Rootless, But Not Alone
I was raised to be a nomad.
Six countries before college. Foreign service kid. A diplobrat, as we jokingly call ourselves. I spent my childhood bouncing between continents—China, Indonesia, Vietnam, Saudi Arabia, Oman, France, and yes, the DMV (IYKYK) sprinkled in between posts.
Friday Night Lights, but make it Paris. Champs de Mars was our high school tailgate. The Eiffel Tower was our stadium light. Bacardi Breezers and vodka shots chased with Orangina (sorry, Mom) instead of solo cups and bleachers. It was chaotic, magical, and peak international school core.
I didn’t grow up with a hometown. But I grew up knowing how to land. There were goodbyes, there were boxes, there were new schools. But there was also structure. We didn’t get to choose when we moved—but we always had a system. We said proper goodbyes. We landed in schools with the same curriculum. My parents made transition feel safe, like some kind of emotional travel concierge.
Which is why this—this chapter of my life—has felt so disorienting.
This isn’t transition.
This is trauma.
And it’s not wrapped in a packing list—it’s wrapped in smoke and insurance inventory lists.

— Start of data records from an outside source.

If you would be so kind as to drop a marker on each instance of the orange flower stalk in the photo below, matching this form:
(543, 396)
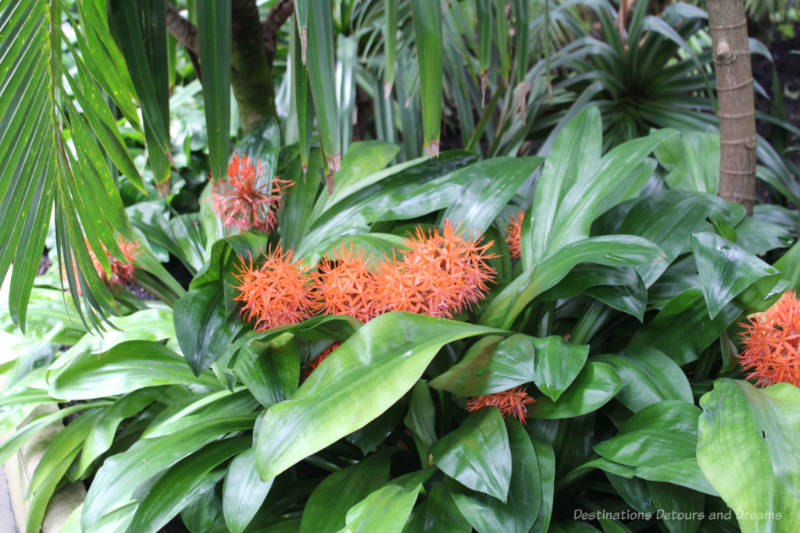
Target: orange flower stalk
(345, 284)
(772, 343)
(511, 402)
(247, 198)
(440, 274)
(276, 293)
(514, 235)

Sun Valley, and the Feelings I Didn’t Expect to Unpack
I started writing this blog post back in the Bay Area—somewhere between Leo’s last week of school and my third emotional support muffin. We had just made it through our first chapter of post-fire nomad life, and I thought I’d finally found a rhythm.
Then we got to Sun Valley.
Sun Valley really is my happy place. It was the backdrop to one of the best days of my life. Which is probably why feeling off here hit even harder.

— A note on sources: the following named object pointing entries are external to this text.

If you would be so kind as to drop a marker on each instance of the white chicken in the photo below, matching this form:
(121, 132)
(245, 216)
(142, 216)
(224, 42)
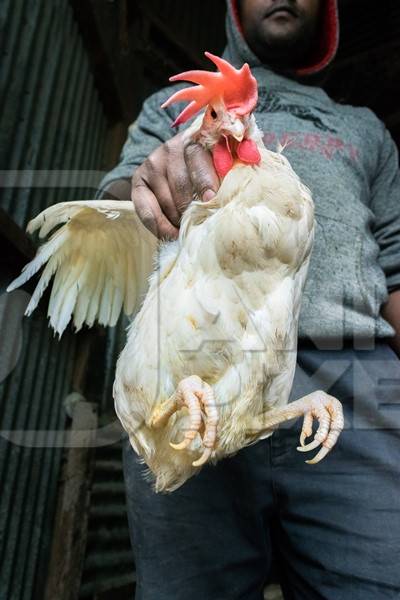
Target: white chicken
(210, 357)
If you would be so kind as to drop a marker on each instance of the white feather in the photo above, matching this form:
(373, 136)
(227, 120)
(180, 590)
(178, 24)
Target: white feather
(101, 256)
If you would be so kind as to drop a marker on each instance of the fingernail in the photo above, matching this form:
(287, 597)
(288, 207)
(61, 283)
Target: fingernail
(208, 195)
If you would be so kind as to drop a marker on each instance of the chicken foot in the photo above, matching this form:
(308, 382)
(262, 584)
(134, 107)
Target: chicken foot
(196, 395)
(319, 405)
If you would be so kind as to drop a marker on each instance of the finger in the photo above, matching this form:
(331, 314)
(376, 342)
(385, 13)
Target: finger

It’s been two weeks now. I should feel at peace. I’m surrounded by beauty, the kids are happy, the altitude is doing things to my skin that no serum ever could.
And yet… I’ve felt off.
Buzzing. Unsettled. Like my nervous system is a shaken-up can of La Croix.
It took a few tears and one too many self-help podcasts to realize: Pulling out of routine cracked something open again. The wound I thought I was managing. The fear of not knowing what’s next.
During our time in the Bay, it was easier to mentally pause the fire. To compartmentalize. But now, with LA on the horizon—we move back in a month—the reality is setting in. We’re going home, but nothing about it feels stable. It’s like returning to a place that no longer exists.
I’ve been counting down the days.
And now that it’s almost here… I’m scared.
School’s Out, and So Are My Emotions
Leo finished school in Orinda before we left for Sun Valley, and based on my group chats, most LA moms are just now crawling toward the finish line in a trail of smashed juice boxes and broken crayons.
Meanwhile, I hit full emotional collapse a solid week earlier—Bay Area school calendars are like, “Let’s end on a high note,” and by that they mean, “good luck functioning post-Memorial Day.” I had a head start on the unraveling, and by the time we hit Sun Valley, I had… a lot of feelings.
Me, explaining why I’m crying even though everything looks great on paper.
Now that I’ve finally come up for air, this post was supposed to be a Bay Area round-up. A love letter to the people and places that helped us survive our first post-fire chapter.
And I still want to write that.
But first—I had to name what was buzzing under the surface: When you’re living without roots, school becomes your anchor. And when school ends? You drift.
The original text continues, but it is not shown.